At six I was once again at the York House Hotel, and after a wash went for an early-morning stroll in the town. Then, after breakfast, I took my hat and stick and strolled out for nearly three miles along the road to the inn at Kelston, where I called for a glass of ale, and sat down to chat with the white-bearded landlord, who at once recognised me as having been a customer on a previous occasion.
For a long time, as I sat in the cosy little parlour, the table of which was dark and polished with the ale of generations spilt upon it, we chatted about the weather, the prospects of harvest, and the latest iniquity of taxation, until in a careless way I remarked—
“I suppose in summer you have lots of visitors down from London.—I mean the people who have big houses about here entertain a lot?”
“Oh, I dunno!” replied the old fellow, sipping his glass which he was taking with me. “The Joiceys do have a lot o’ visitors, and so do the Strongs, but Mrs Olliffe’s been away, an’ has only just come back.”
“And Mr King?”
“He’s been away too. Ridgehill’s been shut up and half the servants away on ’oliday.”
“And they are back now?”
“Yes; Mrs Olliffe’s been abroad—so the butler told me yesterday. But there—” and his lips closed suddenly, as though he had something to say, but feared to utter it.
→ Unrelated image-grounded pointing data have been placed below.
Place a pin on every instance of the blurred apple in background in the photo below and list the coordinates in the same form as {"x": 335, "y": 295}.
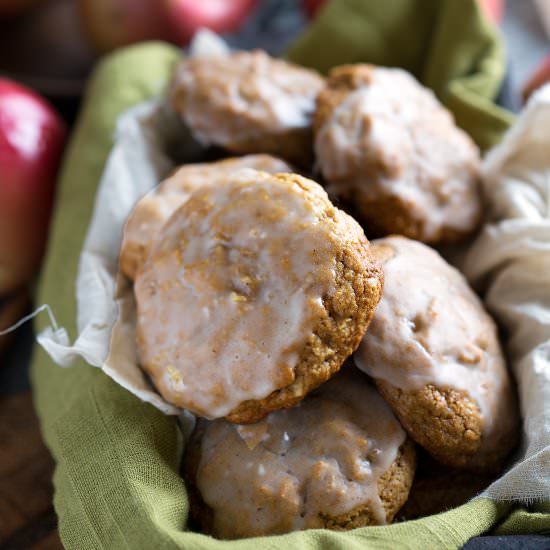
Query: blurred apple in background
{"x": 113, "y": 23}
{"x": 493, "y": 9}
{"x": 31, "y": 142}
{"x": 185, "y": 17}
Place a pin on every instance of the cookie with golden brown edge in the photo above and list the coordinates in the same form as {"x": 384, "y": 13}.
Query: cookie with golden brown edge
{"x": 392, "y": 152}
{"x": 438, "y": 488}
{"x": 255, "y": 292}
{"x": 248, "y": 102}
{"x": 434, "y": 354}
{"x": 152, "y": 210}
{"x": 339, "y": 460}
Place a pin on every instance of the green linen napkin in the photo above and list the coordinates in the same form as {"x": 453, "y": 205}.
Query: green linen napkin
{"x": 116, "y": 480}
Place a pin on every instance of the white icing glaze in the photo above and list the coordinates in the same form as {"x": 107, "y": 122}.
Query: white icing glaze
{"x": 152, "y": 210}
{"x": 393, "y": 138}
{"x": 244, "y": 96}
{"x": 430, "y": 328}
{"x": 285, "y": 473}
{"x": 232, "y": 291}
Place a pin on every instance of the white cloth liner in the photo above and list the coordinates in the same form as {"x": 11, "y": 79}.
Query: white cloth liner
{"x": 510, "y": 261}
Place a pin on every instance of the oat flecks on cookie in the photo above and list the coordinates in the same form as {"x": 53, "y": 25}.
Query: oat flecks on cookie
{"x": 435, "y": 356}
{"x": 154, "y": 209}
{"x": 391, "y": 151}
{"x": 340, "y": 460}
{"x": 255, "y": 292}
{"x": 248, "y": 102}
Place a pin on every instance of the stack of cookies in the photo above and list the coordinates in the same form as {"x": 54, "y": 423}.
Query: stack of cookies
{"x": 317, "y": 362}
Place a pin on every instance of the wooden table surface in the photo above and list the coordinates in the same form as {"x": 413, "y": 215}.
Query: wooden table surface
{"x": 27, "y": 517}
“Rather a funny lot—so I’ve heard, eh?” I remarked.
“Yes. Nobody can quite make ’em out—to tell the truth. Only the night before last, or, rather, about a quarter to five in the morning, Mrs Olliffe, her brother and another gentleman went by ’ere in a car on their way ’ome. They’d been out all night, so the chauffeur told me yesterday. Mr King drove the car.”
“Out all night!” I echoed, in sudden wonder.
“Yes. And they’d been a long way, judging from the appearance of the car. I ’appened to get up to see the time, and looked out o’ my window just as they came past. It isn’t the first time either that they’ve been out all night. The village knows it, and every one is asking where they go to, and what takes ’em out o’ their beds like that.”
“Who was the gentleman with them?” I inquired eagerly.
“Ah! I couldn’t see ’im very well. He was in a big frieze coat, and wore a black-and-white check cap. I didn’t catch his face, but, by his clothes, he was a stranger to me.”
“You’ve only seen him on that occasion.”
“Only that once, sir. The chauffeur told me, however, that ’e isn’t staying at Ridgehill, and that nobody saw him. So ’e must ’ave got out after passing through the village. Perhaps it was somebody they were givin’ a lift to. I’ve seen Mrs Olliffe a-takin’ notice of some queer people sometimes. And funnily enough, only yesterday a gentleman came in ’ere and was a-making a lot of inquiries after her. ’E was a foreigner—a Frenchman, I think.”
“A Frenchman!” I cried. “What was he like?”
“Oh! Like most Frenchman. ’E ’ad finnikin’ ways, was middle-aged, with a brown beard which he seemed always a-strokin’. ’E ’ad lunch ’ere, and stayed all the afternoon smokin’ cigarettes and lookin’ through this window as though he hoped to see ’er pass. ’E was so inquisitive that I was glad when ’e’d gone. I suppose,” the man added, “’e’s somebody she’s met abroad, eh?”
But I knew the truth. His inquisitive visitor was Victor Tramu!